My brother-in-law's driving scares the Jeepneys and Trikes. I've watched him drive on the shoulder and people jumping back from his path.... and he's pushed his way though one way streets...THE WRONG way!!
I've seen him push the nose of his van into spaces I wouldn't take a scooter! 
I used to drive a Tractor-trailer...delivery vehicles, taxi's and the like. It takes a lot scare me...but he does. HA!
The ONLY time I've seen him stopped was a couple traffic cops at a traffic-circle... Bro-in-law decided he wanted to turn LEFT...instead of going to the right, around the circle to his street, he just bolted to the left along the shoulder and BOOM, there he was...and so were the traffic-cops!!

let me add... my bro-in-law didnt have a valid license at the time and the registration was not current on his van.... eek....

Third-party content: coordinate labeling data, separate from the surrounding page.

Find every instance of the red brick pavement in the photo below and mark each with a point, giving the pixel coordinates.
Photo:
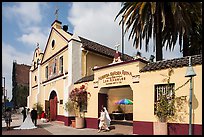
(37, 131)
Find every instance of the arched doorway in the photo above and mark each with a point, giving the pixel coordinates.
(108, 96)
(53, 105)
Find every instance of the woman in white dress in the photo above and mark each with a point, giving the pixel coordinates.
(27, 124)
(108, 119)
(102, 123)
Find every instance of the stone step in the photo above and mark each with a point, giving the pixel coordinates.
(58, 122)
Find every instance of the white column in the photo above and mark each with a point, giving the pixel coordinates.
(74, 64)
(39, 81)
(30, 90)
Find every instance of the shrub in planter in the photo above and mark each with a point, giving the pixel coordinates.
(38, 106)
(76, 103)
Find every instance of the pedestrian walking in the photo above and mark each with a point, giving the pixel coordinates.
(24, 113)
(34, 115)
(27, 124)
(43, 117)
(107, 119)
(102, 123)
(8, 119)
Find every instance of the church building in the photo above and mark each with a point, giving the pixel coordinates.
(70, 61)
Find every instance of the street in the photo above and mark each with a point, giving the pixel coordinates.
(57, 128)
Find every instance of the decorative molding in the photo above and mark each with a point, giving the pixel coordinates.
(136, 78)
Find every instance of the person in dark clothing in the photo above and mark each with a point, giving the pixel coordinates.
(24, 113)
(34, 116)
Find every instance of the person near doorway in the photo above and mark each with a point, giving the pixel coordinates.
(43, 117)
(107, 119)
(24, 113)
(27, 124)
(34, 116)
(102, 123)
(7, 118)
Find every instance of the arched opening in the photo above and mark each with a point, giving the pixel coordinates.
(121, 114)
(53, 105)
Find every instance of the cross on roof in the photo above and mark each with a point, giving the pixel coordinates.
(56, 13)
(116, 46)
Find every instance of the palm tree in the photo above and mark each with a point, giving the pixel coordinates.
(165, 20)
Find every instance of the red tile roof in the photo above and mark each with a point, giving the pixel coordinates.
(101, 49)
(174, 63)
(22, 74)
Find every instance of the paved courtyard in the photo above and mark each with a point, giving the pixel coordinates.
(57, 128)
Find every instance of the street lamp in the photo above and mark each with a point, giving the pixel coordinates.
(190, 73)
(123, 38)
(4, 95)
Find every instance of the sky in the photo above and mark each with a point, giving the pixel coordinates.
(24, 24)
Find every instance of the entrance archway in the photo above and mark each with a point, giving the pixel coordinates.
(53, 105)
(108, 96)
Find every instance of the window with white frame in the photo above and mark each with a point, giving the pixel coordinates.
(46, 72)
(61, 64)
(163, 89)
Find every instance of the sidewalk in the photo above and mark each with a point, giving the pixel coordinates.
(57, 128)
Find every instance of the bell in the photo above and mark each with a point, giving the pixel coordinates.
(190, 72)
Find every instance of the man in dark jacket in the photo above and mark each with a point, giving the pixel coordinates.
(24, 113)
(34, 116)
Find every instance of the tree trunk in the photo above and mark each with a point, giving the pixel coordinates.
(158, 34)
(79, 122)
(185, 45)
(160, 128)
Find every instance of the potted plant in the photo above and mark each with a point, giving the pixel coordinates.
(76, 103)
(39, 109)
(164, 107)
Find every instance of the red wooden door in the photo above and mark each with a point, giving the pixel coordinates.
(102, 101)
(53, 108)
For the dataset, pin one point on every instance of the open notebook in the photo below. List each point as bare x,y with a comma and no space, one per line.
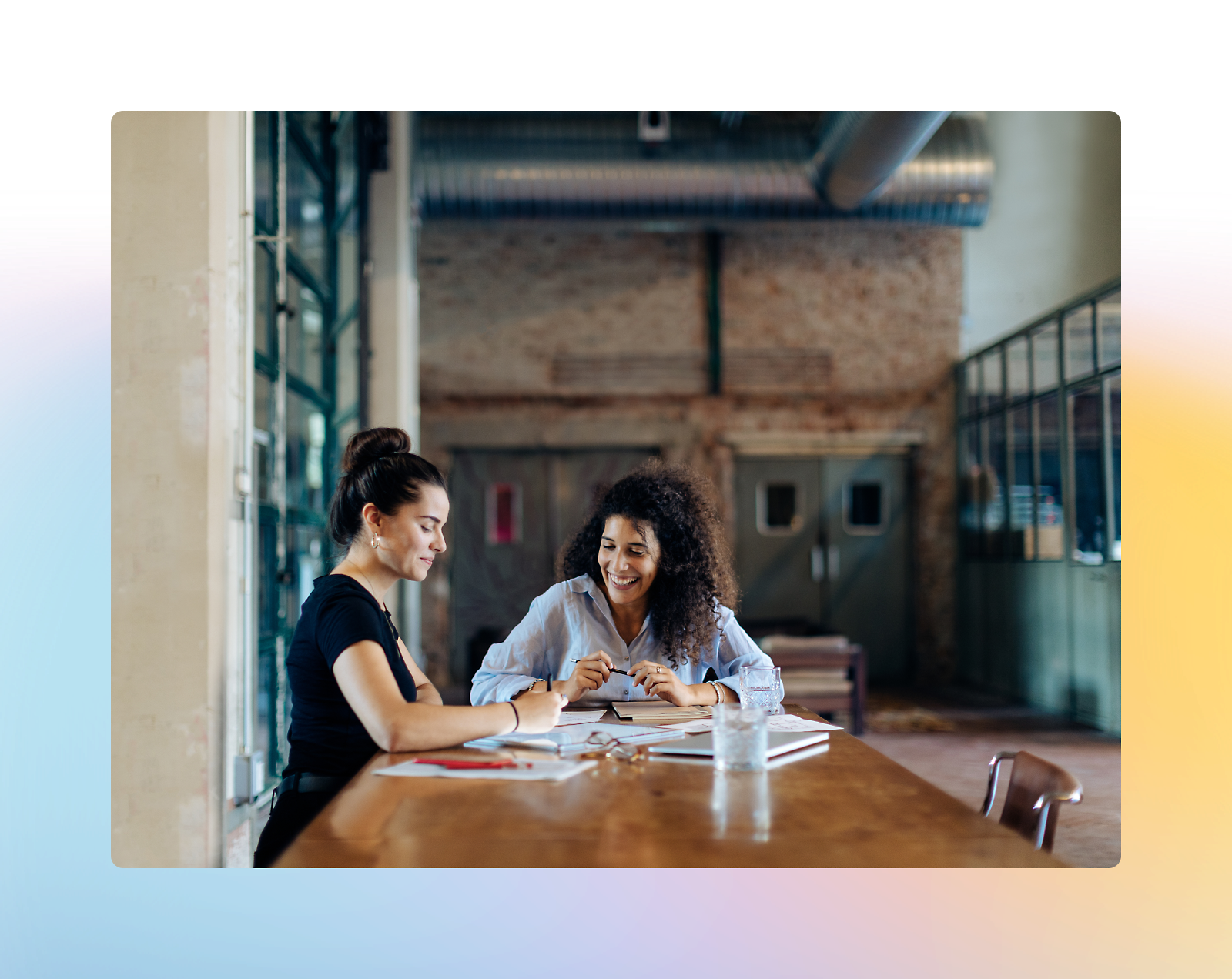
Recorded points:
657,712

My Asawa, from the bak seat, produced "Press Credentials" and pulled out her ID...along with a few hundred pesos folded up in her hand... and fabricated a story about going to a scene as a reporter and we were in a hurry...pointing towards me and adding that "This Kano is a guest here and observing" Haha...those traffic cops quickly apologized (took the cash) then stopped traffic in the circle to allow us to continue. 

Love it Love it... smile


----------



## cvgtpc1 (Jul 28, 2012)

Kavite Kenny said:


> My Asawa, from the bak seat, produced "Press Credentials" and pulled out her ID...along with a few hundred pesos folded up in her hand... and fabricated a story about going to a scene as a reporter and we were in a hurry...pointing towards me and adding that "This Kano is a guest here and observing" Haha...those traffic cops quickly apologized (took the cash) then stopped traffic in the circle to allow us to continue.
> 
> Love it Love it... smile


My cousin-in-law whipped out press credentials too to get out of a ticket. That was in 1987 and I still never learned if they were legit. Cost me 100P back then, same as 200P today adjusted for the peso rate haha


----------